The wearing of the PPE for an extended period and the cutaneous complications that generate with stress and anxiety can reduce the efficiency of the health workforce [10]. As such, it has been recommended to use latex-free gloves or use of cotton gloves inside it to avoid cutaneous hand problems. Moreover, the use of cleansing products containing moisturizing ingredients and the application of hand cream frequently are highly recommended [3, 11, 68]. The alcohol hand sanitizers may be used more frequently as they have been shown to be less irritating than washing hands with soap [69]. To avoid friction and pressure from wearing the mask, it has been suggested to wear a properly fitted mask, in different ways, and apply moisturizers or gel just before [10, 11], or combine a paper towel with facial mask [67].

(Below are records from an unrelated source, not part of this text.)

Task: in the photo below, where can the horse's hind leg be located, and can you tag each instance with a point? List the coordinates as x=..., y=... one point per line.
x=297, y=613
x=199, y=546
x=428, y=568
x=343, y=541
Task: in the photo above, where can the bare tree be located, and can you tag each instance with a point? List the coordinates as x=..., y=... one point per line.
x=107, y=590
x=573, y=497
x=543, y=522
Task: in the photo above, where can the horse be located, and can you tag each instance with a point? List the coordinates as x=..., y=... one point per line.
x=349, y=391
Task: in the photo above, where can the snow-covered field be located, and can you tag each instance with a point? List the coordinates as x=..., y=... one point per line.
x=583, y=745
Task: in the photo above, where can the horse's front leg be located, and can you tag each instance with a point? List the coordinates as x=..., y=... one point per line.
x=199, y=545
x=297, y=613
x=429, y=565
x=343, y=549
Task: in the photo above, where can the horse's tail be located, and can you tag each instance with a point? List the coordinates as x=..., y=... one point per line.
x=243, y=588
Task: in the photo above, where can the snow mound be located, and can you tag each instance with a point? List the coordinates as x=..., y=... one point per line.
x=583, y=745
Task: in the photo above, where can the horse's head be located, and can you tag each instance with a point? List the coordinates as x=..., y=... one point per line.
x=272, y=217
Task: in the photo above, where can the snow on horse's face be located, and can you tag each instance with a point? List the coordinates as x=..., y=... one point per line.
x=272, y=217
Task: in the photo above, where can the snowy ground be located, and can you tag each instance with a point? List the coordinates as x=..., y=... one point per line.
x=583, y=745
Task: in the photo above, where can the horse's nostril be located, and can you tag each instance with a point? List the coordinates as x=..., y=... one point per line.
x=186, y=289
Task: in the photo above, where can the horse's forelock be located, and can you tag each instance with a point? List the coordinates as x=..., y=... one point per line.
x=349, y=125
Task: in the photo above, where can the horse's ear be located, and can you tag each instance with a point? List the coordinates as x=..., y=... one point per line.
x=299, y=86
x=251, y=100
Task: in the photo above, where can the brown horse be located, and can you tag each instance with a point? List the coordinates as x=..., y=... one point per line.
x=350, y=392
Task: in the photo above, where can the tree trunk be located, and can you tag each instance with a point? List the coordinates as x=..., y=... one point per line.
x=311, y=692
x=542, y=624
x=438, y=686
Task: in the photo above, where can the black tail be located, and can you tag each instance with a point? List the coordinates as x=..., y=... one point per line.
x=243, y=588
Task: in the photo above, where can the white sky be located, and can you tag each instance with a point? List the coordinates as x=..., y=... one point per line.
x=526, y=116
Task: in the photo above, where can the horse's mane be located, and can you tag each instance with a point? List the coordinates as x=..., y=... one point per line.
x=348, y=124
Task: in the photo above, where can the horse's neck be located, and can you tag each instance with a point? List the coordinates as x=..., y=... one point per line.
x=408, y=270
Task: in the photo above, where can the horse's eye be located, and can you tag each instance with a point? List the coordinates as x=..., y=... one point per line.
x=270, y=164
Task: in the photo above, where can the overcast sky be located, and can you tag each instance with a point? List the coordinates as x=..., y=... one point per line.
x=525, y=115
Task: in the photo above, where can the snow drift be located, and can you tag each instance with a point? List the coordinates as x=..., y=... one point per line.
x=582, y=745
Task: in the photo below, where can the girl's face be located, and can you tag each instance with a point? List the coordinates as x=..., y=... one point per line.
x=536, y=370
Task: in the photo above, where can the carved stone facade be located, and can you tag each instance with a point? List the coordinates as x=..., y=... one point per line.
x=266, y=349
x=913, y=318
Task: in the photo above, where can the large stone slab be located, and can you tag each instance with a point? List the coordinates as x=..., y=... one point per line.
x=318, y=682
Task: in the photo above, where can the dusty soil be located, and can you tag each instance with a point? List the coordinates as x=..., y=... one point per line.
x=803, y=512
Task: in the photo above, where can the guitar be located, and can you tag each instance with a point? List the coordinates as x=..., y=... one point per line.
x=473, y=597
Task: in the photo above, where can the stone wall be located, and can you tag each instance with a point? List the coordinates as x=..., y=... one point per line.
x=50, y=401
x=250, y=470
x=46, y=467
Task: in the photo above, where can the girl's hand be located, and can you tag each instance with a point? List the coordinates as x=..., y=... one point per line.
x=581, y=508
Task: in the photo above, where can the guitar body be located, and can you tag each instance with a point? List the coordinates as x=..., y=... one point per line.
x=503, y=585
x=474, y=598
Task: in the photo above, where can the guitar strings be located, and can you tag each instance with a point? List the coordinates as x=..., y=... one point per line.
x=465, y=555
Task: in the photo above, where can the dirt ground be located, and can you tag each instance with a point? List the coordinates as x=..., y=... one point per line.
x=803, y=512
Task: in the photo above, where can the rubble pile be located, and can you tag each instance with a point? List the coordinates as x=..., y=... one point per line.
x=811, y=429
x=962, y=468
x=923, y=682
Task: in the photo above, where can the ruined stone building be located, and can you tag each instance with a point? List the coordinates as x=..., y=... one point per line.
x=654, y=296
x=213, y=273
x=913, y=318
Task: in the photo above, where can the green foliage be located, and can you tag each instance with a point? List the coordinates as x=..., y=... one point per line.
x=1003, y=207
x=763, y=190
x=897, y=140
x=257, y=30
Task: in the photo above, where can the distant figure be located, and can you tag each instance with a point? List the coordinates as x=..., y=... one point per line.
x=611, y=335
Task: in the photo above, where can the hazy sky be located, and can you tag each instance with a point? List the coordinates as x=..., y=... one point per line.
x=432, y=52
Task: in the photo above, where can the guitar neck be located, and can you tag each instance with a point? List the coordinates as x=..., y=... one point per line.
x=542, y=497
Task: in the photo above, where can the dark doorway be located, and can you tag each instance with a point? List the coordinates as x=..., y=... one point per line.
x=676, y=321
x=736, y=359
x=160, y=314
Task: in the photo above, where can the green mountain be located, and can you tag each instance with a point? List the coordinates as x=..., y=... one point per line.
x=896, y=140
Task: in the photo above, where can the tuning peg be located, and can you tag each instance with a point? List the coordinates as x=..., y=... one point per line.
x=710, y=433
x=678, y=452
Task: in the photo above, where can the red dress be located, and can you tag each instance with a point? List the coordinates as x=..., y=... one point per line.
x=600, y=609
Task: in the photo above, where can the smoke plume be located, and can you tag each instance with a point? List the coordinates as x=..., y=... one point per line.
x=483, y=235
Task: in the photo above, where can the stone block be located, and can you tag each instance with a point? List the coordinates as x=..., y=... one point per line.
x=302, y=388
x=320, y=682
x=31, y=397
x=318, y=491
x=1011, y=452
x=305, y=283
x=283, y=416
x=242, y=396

4.3. Medical Education and Care in Dermatology

The medical training of future doctors and the scientific communication between dermatologists have also been affected. In Morocco, the Ministry of National Education has deployed an online platform for continued remote instruction for students. The Department of Dermatology and Allergology of the Ludwig Maximilian University Hospital [70] has presented numerous online case studies and offered opportunities for continuous education. Other similar projects with different features and focus already exist on the Internet [71].

5. Conclusion

To date, several skin manifestations related to COVID-19 have been reported, but additional efforts are needed to collect further data. It is essential not to forget the patients who suffer from other skin diseases and to insist on preventive measures for healthcare professionals.

Data Availability

No data were used to support this study.

Conflicts of Interest

The authors declare no conflicts of interest.